The Philosopher Kings
- Hardcover edition
- Author: Jo Walton
- Language: English
- Series: Thessaly
- Genre: Fantasy
- Publisher: Tor Books
- Publication date: June 2015
- Publication place: United States
- Pages: 345 (hardcover)
- ISBN: 978-0-7653-3267-7
- Preceded by: The Just City
- Followed by: Necessity

= The Philosopher Kings (novel) =

2015 novel by Jo Walton

The Philosopher Kings is a fantasy/science fiction novel by the Welsh-Canadian author Jo Walton, published by Tor Books in June 2015. It is the second book of the Thessaly trilogy, and the sequel to The Just City, which was published a mere six months previously, and followed by Necessity, which was published in 2016.

==Synopsis==
The Philosopher Kings is set fifteen years after the events described in The Just City. The City, which was created by the time-traveling goddess Athena on the island of Thera prior to its Iron Age volcanic destruction, and then populated by people from all ages of human history and organized on the principles of Plato's Republic, has now split into five feuding cities, while a further, sixth, faction has sailed away and remains lost.

The god Apollo, who had chosen to live as a human in the original city, and, having married, is now the father of several children, is struck by a tragic loss, which causes him to become consumed with grief and a need for revenge.
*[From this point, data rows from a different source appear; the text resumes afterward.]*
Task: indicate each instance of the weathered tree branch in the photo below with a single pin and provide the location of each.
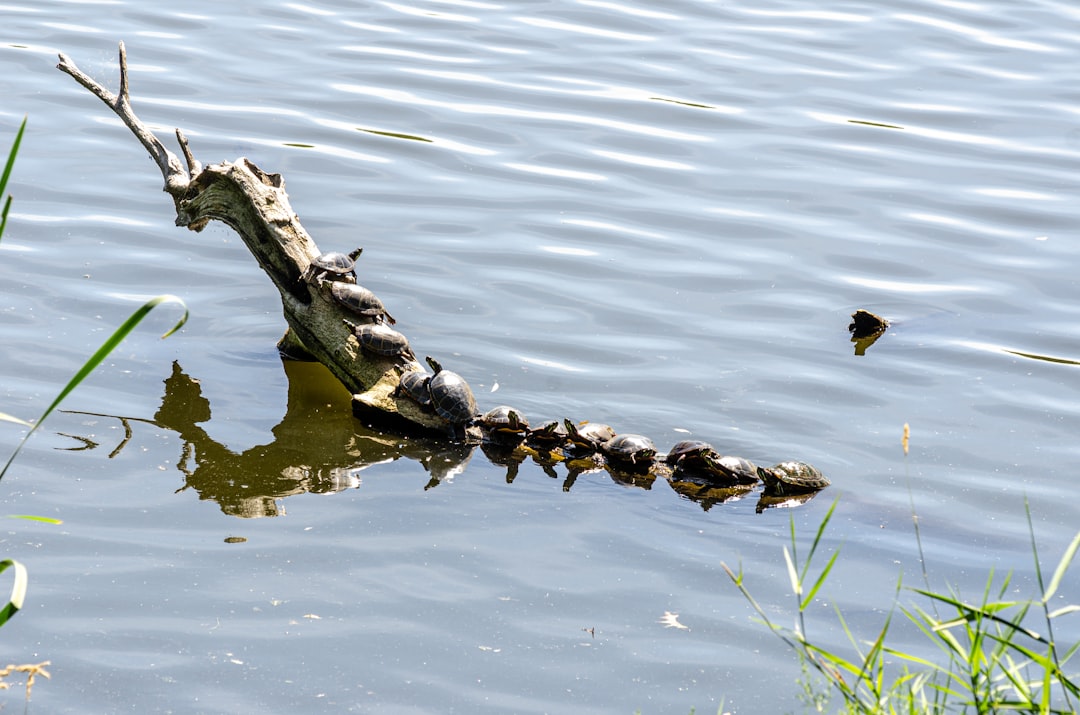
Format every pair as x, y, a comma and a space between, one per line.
254, 203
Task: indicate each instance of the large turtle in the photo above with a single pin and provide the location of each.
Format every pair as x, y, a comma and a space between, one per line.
690, 456
380, 339
549, 435
333, 266
414, 385
450, 396
360, 300
588, 436
733, 469
792, 477
635, 449
503, 423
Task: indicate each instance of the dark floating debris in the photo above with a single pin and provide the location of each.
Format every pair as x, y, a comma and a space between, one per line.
865, 328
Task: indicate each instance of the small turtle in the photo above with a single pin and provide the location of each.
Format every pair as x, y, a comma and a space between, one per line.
733, 469
550, 435
792, 477
450, 395
504, 423
632, 448
379, 339
589, 436
360, 300
414, 385
690, 455
333, 266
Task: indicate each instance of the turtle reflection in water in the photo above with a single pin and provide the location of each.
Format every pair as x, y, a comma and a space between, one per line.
701, 460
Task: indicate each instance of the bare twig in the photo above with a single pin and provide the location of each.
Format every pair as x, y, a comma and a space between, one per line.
176, 178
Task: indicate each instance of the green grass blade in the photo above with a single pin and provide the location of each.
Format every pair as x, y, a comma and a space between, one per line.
11, 157
9, 418
95, 360
1064, 610
820, 582
3, 215
1063, 566
30, 517
818, 537
17, 590
793, 575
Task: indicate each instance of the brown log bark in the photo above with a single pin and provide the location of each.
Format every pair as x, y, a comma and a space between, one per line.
254, 204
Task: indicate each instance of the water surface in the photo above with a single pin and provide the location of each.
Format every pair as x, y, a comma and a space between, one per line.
660, 217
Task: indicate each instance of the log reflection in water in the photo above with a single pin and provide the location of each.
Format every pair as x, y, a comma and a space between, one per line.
320, 447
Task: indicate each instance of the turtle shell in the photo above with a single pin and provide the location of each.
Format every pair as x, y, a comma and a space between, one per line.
414, 385
734, 469
689, 455
450, 395
793, 477
634, 448
548, 435
589, 435
360, 300
504, 421
334, 266
381, 340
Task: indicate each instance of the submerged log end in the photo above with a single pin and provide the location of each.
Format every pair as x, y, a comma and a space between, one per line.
380, 406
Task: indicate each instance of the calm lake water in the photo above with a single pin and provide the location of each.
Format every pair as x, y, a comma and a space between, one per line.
659, 216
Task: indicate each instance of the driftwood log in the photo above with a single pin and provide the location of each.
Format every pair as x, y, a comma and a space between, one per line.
254, 204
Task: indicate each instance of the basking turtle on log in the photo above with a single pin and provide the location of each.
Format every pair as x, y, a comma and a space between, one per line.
332, 319
254, 203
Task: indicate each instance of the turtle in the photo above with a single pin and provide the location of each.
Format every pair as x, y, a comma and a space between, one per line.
333, 266
633, 448
733, 469
379, 339
450, 395
588, 436
690, 455
414, 385
550, 435
792, 477
360, 300
503, 423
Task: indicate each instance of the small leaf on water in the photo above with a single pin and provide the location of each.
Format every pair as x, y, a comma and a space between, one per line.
9, 418
31, 517
671, 621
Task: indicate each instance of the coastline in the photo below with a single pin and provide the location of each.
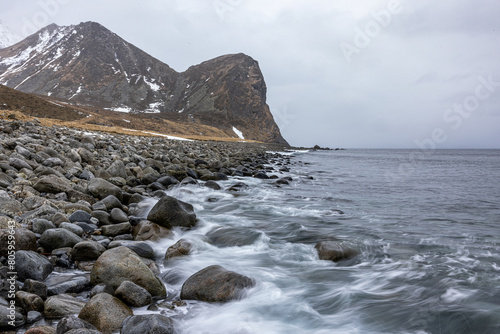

Though, being Apollo, he deals with these feelings rationally, his precocious teenage daughter Arete understands that these novel experiences (for a god) are leaving him unbalanced.

With Arete and several of his sons, Apollo sets out by ship across the Aegean, in the company of sailors, soldiers and scholars, among them the by now 99 years old Florentine renaissance philosopher Marsilio Ficino. After a long voyage of exploration they discover the sixth, lost group from the City, which has been preaching Christianity to Iron Age Greeks. Apollo's confrontation with a longtime rival lets him finally start the healing process. Afterwards he turns toward peacemaking, but although he succeeds in his goals, the course of history seems by then to have been irrevocably changed by the anachronistic introduction of Christianity. It takes a surprising amount of divine power to put everything right again.

==Reception==
Amal El-Mohtar, at NPR, who was very impressed with Walton's The Just City, was at first "outraged" when it turned out Walton jumped forward fifteen years in time with The Philosopher Kings. Although that was one of the reasons she liked this sequel less than The Just City, she soon lost herself again in the story, and praised Walton for her "easy conversational prose". Publishers Weekly wrote that Walton succeeded well in showing the impracticality of Plato's ideas, but also thought that her "use of god-level powers, including a book-ending deus ex machina, strips the book of tension."

Kirkus Reviews, which was less positive about The Just City, thought The Philosopher Kings actually a much better book. Walton was, according to Kirkus, in this novel "more audacious ..., launching into her own territory; the plotting and characterization are richer in what begins as a fantasy and then, just at the end, abruptly and intriguingly veers into science fiction." Though Kirkus thinks his rival Kebes remains a one-dimensional villain, grief has "seriously chipped away" at the hubris which characterized Apollo in The Just City.